Someone upthread also mentioned the huge numbers of carers etc who do not need or qualify for help. My Dad was one of those for 6 awful years looking after my late Mum - but he wouldn't have even given headroom to the idea of voting Labour. He knows - and I know - that whoever is in is in for themselves and what they can get - including the honours when they retire or leave government. The proof for this theory is in the amazingly rapid abandonment of everything Labour stood for not five minutes ago! In it for their altruism and convictions my arse - if they were they'd still be preaching Edspeak.

DoraGora · 01/06/2015 15:50

Not really, farfromany. Labour have just lost an election. It would be pretty silly if the candidates for the new leadership job carried on where Ed left off. Tony is by far the most successful leader Labour never had, even though it wasn't Labour and he's a Tory. So, it's not all that surprising that they're sounding a bit Tony like. They might be left wing, or basically that, but nobody ever said they were stupid.

Hillingdon · 01/06/2015 16:05

I also agree its nice to see a reasonable political thread without the name callingfrom left wing voters calling anyone who didnt vote Labout twats, selfish or worse.

If Labour vote Andy Burnham in as their new leader (the unions choice) they are finished. They are looking increasingly as though they dont know what to do next, what to say next. They are back tracking on everything they said before and lining up to stick a knife in Ed's back and say they didnt much like him anyway.

As a true blue supporter who believes that hard work and good decisions needs to be rewarded I have to say I like what Cameron is doing. He has got stuck into the EU. The extra childcare for working parents is going down well. I like the benefits cap - there is no way people should be getting more than the average salary because of poor choices.

As someone said on another thread. Benefits shouldnt be a choice or something that people are comfortable on. Its meant to be something you stay on until you get back on your feet. On another thread I mentioned that Facebook is alive with people sharing the Minor Aliments offer where you can go to a pharmacy to get non prescription medicines. People are tipping each other off as to how to get as much as possible so that they can be sold on. Completely disgusing behaviour and of course will spoil what is actually a rather good idea.

lightgreenglass · 01/06/2015 16:15

The extra childcare for working parents isn't going down well as providers have said there's a funding gap.

A true blue indeed - especially with the 'poor choices' people make. People don't decide to be disabled, or born into poverty. Choices indeed. Yes there are some people who take the mick but the vast majority do not. I hope you never have to face these 'choices'.

I personally feel they are becoming Tory-lite.

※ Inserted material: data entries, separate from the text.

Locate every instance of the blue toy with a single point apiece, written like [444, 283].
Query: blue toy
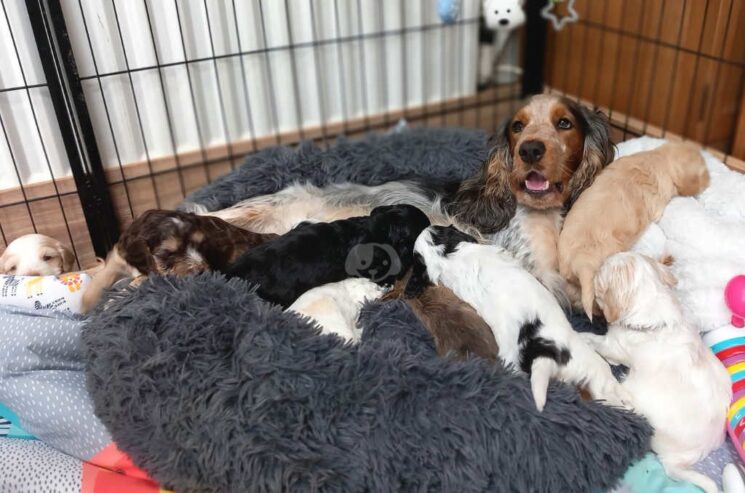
[448, 10]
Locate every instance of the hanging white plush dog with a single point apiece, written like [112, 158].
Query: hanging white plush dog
[502, 17]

I see what people are saying about the need for a centre position to get elected but supporting Tory propaganda is too much for me, especially the whole I am going to be tougher than the Tories - no thanks.

DoraGora · 01/06/2015 16:17

Maybe the best way to leave the mud slinging behind is not to talk about it.

In respect of people working, there have to be decent (non zero hours/living wage/some hope of progression) jobs for them to go to. In a manufacturing economy those things exist, by definition. In a service economy they may not. Having a government website offering jobs which are either duplicates or don't exist at all, or refusing to allow unemployment figures to be recorded properly doesn't help any of this. So, maybe we shouldn't stereotype bash and trade Daily Mail-isms, too much and let's just concentrate on the OP, shall we?

DoraGora · 02/06/2015 09:44

The other obvious option for the PLP, (as organised labour and the unions shrink to an ever smaller proportion of the population) is to stop being a political party and shrink into a pressure group (sort of Greens in reverse) That way they could stay true to their founding intentions and take notice of their social decline both at the same time.